Todos estos motivos de dolorosa ansiedad que se proponen para suscitar la
reflexión tienden a probar cuán necesaria es la vigilancia y a suscitar el
sentido de la responsabilidad personal de cada uno. La visión de estos males
impresiona sobremanera a algunos espíritus que sólo ven tinieblas a su
alrededor, como si este mundo estuviera totalmente envuelto por ellas. Nos, sin
embargo, preferimos poner toda nuestra firme confianza en el divino Salvador de la
humanidad, quien no ha abandonado a los hombres por Él redimidos. Mas aún,
siguiendo la recomendación de Jesús cuando nos exhorta a distinguir claramente
los signos de los tiempos (Mt 16,3), Nos creemos vislumbrar, en medio de tantas
tinieblas, no pocos indicios que nos hacen concebir esperanzas de tiempos
mejores para la Iglesia y la humanidad. Porque las sangrientas guerras que sin
interrupción se han ido sucediendo en nuestro tiempo, las lamentables ruinas espirituales
causadas en todo el mundo por muchas ideologías y las amargas experiencias que
durante tanto tiempo han sufrido los hombres, todo ello está sirviendo de grave
advertencia. El mismo progreso técnico, que ha dado al hombre la posibilidad de
crear instrumentos terribles para preparar su propia destrucción, ha suscitado
no pocos interrogantes angustiosos, lo cual hace que los hombres se sientan
actualmente preocupados para reconocer más fácilmente sus propias limitaciones,
para desear la paz, para comprender mejor la importancia de los valores del
espíritu y para acelerar, finalmente, la trayectoria de la vida social, que la
humanidad con paso incierto parece haber ya iniciado, y que mueve cada vez más
a los individuos, a los diferentes grupos ciudadanos y a las mismas naciones a
colaborar amistosamente y a completarse y perfeccionarse con las ayudas mutuas.
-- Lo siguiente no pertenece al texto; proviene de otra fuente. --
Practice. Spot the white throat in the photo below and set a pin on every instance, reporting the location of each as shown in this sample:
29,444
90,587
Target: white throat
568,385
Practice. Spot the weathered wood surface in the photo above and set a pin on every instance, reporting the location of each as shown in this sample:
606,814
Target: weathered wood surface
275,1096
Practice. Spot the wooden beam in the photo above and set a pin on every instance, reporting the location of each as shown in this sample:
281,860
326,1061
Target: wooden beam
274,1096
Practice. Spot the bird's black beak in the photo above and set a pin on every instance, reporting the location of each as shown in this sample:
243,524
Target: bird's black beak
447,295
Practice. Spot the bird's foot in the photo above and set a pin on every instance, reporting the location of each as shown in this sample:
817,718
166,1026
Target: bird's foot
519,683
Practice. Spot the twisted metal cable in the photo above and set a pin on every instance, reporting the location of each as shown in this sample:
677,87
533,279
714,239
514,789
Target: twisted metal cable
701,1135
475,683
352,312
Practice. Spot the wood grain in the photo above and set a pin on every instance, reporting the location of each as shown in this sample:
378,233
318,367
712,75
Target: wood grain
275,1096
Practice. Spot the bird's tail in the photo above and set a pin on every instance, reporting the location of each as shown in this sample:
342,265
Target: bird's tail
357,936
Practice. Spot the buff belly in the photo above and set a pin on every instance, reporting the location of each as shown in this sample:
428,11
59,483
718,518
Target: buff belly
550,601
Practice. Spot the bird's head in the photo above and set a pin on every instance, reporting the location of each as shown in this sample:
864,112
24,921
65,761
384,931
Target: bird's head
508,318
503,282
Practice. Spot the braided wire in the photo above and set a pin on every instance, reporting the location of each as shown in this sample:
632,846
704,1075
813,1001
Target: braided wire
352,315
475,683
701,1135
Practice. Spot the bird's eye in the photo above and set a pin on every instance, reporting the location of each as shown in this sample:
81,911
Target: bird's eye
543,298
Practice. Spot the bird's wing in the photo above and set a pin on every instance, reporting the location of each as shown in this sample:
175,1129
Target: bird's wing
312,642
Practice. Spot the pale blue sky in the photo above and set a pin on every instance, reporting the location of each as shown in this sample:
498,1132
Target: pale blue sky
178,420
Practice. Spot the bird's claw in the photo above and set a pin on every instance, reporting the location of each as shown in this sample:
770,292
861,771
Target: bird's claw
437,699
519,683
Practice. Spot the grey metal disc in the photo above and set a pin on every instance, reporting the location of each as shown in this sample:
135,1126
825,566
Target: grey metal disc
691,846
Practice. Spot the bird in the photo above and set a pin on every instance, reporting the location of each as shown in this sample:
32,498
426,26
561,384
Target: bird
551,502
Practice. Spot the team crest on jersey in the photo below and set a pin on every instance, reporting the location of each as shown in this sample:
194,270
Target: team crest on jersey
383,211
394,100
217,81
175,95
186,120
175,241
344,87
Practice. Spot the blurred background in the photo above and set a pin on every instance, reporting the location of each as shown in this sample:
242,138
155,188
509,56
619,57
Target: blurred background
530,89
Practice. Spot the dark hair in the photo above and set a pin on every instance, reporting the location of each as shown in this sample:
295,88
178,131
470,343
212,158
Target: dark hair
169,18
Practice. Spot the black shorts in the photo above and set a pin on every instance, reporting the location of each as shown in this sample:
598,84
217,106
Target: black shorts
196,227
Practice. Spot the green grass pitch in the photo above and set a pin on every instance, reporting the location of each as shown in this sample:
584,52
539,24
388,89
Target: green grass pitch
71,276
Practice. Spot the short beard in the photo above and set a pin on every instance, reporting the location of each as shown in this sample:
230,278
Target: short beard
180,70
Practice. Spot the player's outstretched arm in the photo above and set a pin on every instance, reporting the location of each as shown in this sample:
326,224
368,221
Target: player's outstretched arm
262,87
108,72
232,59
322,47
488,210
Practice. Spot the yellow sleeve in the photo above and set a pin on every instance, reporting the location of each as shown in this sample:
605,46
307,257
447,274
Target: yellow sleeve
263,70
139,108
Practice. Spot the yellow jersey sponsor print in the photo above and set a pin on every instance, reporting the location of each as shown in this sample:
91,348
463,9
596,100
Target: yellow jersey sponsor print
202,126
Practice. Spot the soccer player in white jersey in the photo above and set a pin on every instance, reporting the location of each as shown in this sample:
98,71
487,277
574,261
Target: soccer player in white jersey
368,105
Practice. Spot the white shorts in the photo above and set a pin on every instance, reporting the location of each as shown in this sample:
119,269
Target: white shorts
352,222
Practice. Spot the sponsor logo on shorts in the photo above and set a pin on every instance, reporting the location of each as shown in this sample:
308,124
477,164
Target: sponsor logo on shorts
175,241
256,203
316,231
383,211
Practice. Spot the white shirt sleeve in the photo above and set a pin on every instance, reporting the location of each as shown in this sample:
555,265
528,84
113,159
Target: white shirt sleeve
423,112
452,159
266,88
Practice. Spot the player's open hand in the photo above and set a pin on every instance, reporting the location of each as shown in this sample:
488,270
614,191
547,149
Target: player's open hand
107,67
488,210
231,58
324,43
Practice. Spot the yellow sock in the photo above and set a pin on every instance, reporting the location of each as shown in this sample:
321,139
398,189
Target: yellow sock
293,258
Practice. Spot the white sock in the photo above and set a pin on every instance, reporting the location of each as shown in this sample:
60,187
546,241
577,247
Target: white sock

Todo esto hace más fácil y más expedito el apostolado de la Iglesia, pues
muchos que hasta ahora no advirtieron la excelencia de su misión, hoy, enseñados
mas cumplidamente por la experiencia, se sienten dispuestos a aceptar con
prontitud las advertencias de la Iglesia.
(Encíclica Humanae Salutis, inaugurando el Concilio Vaticano
II)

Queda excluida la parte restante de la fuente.